Pourtant ce mille-feuille illustre, à lui tout seul, le mal français. En multipliant les strates, on dilue les responsabilités, on multiplie les financements croisés, les emplois territoriaux et donc la masse des fonctionnaires à la charge des contribuables, sans pour autant diminuer les impôts nationaux ou la masse de la fonction publique d’état. C’est une course en avant, vers l’inefficacité, la corruption et le gaspillage.
Commune, communauté de commune, intercommunalité, commune-canton, canton, pays, arrondissement, département, agglomération, région… La majorité de ces strates ne sont pas élues, mais désignées. Rares sont celles qui représentent des bassins de vie, des communautés ou des identités réelles.

Si les communes et les départements français sont inscrits dans l’histoire de France depuis plus de 200 ans, les autres sont des créations d’une république en perte de vitesse et de légitimité. Même les régions répondent à un schéma technocratique, et rares sont celles qui représentent une communauté identitaire clairement identifiée. La Corse, l’Alsace, la Picardie peuvent répondre à des identités identifiées.
Mais quid, par exemple, de la Normandie ou de la Bretagne ?

La Bretagne a été amputée du département de la Loire-Atlantique dans les années 40. Depuis, les Bretons n’ont eu de cesse de réclamer, plus ou moins calmement, l’intégrité de la Bretagne. Et c’est encore ce qu’ils ont fait, ce samedi 19 avril, dans les rues de Nantes, avec une très forte mobilisation. Une quinzaine de milliers de manifestants, toutes couleurs politiques confondues, drapeaux bretons et bonnets rouges fièrement portés pour pouvoir « vivre, travailler et décider au pays ». Une affirmation d’identité bretonne, que la France ne semble plus en mesure de leur permettre. Pour Christian Troadec, figure de proue des Bonnets rouges et maire DVG de Carhaix, l’ordre du jour est clair : “Aujourd’hui, la France est l’Etat le plus centralisé d’Europe.
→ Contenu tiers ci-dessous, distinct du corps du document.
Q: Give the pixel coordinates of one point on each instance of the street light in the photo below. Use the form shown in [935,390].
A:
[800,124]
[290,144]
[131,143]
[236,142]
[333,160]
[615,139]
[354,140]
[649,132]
Il est temps qu’on puisse, nous en Bretagne avec 4 millions et demi d’habitants, […] se retrouver au même niveau que les régions européennes comme les Länder allemands, comme les grandes provinces espagnoles, l’Ecosse, le Pays-de-Galles“.
Longtemps mise au point mort par des potentats locaux, frileux de perdre des postes de président avec moins de conseils à présider, la réforme territoriale est toujours contestée par les ténors locaux, mais elle a désormais un allié de poids, avec un état central qui n’a plus les moyens d’entretenir un telle cours.
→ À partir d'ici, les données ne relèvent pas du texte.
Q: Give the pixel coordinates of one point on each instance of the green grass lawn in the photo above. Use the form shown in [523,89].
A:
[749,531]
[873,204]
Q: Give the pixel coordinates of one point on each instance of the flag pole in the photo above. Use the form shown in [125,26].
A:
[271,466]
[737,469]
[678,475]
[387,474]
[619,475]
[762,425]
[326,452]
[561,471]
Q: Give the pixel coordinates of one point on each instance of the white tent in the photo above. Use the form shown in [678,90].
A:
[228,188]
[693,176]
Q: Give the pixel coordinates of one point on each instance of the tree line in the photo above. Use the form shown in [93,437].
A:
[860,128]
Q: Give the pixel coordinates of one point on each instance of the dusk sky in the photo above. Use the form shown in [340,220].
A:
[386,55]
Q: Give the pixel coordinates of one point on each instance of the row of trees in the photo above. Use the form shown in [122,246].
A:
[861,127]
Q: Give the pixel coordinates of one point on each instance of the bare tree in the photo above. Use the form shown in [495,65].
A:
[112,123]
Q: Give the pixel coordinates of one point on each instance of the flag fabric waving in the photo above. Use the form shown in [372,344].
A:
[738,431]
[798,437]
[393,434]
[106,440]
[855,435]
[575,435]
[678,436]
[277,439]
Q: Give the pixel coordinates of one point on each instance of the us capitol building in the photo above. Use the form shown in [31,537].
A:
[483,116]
Autre quête d’identité, la Normandie. Elle a été divisée en deux demi-régions, la Haute et la Basse Normandie, pour faire deux fiefs sur mesure, à des potentats locaux des années 70 : Jean Lecanuet à Rouen et Michel d’Ornano à Caen. Des régions sans poids administratif, ni économique, au 17 et 18 rang sur 22, dans le classement des régions. Alors que réunie, la Normandie serait  la 5 région de France, d’un poids proche des landers allemands. Face à cette division purement administrative et négationiste, une organisation régionaliste a vu le jour et réclame depuis 40 ans non seulement la réunification de la Normandie, mais une plus grande régionalisation et une simplification du mille-feuilles administratif. Nous sommes en ligne avec son président-fondateur, Didier Patte.

Monsieur Patte, bonjour

Merci de nous accueillir sur vos plateaux de TVNormanChannel, votre chaine de télévision normande. En tant que président d’un mouvement régionaliste normand, présent sur la scène politique depuis 1969, quel regard portez-vous sur la réforme territoriale que vient de proposer Manuels Valls ?

RÉPONSE

Le découpage qui est proposé vous satisfait-il ? Est-ce que pour vous il répond à la nécessité de réduire le mille-feuille administratif français ? Et autre question êtes-vous pour la suppression des départements ?

RÉPONSE

Certains présidents de régions socialistes renâclent déjà à la proposition, et proposent des fusions étonnantes, comme le rattachement de la Picardie à la Haute-Normandie par exemple. Pourquoi selon vous, cette volonté de nier l’histoire, voir même de nier les identités qui composent la France ?

RÉPONSE

Alors d’autres, pour ne pas faire cette réunification normande, soulèvent un problème qui semble secondaire, celui de la capitale de la Grande Normandie. Alors, Rouen ou Caen ?

RÉPONSE

Monsieur Patte, merci.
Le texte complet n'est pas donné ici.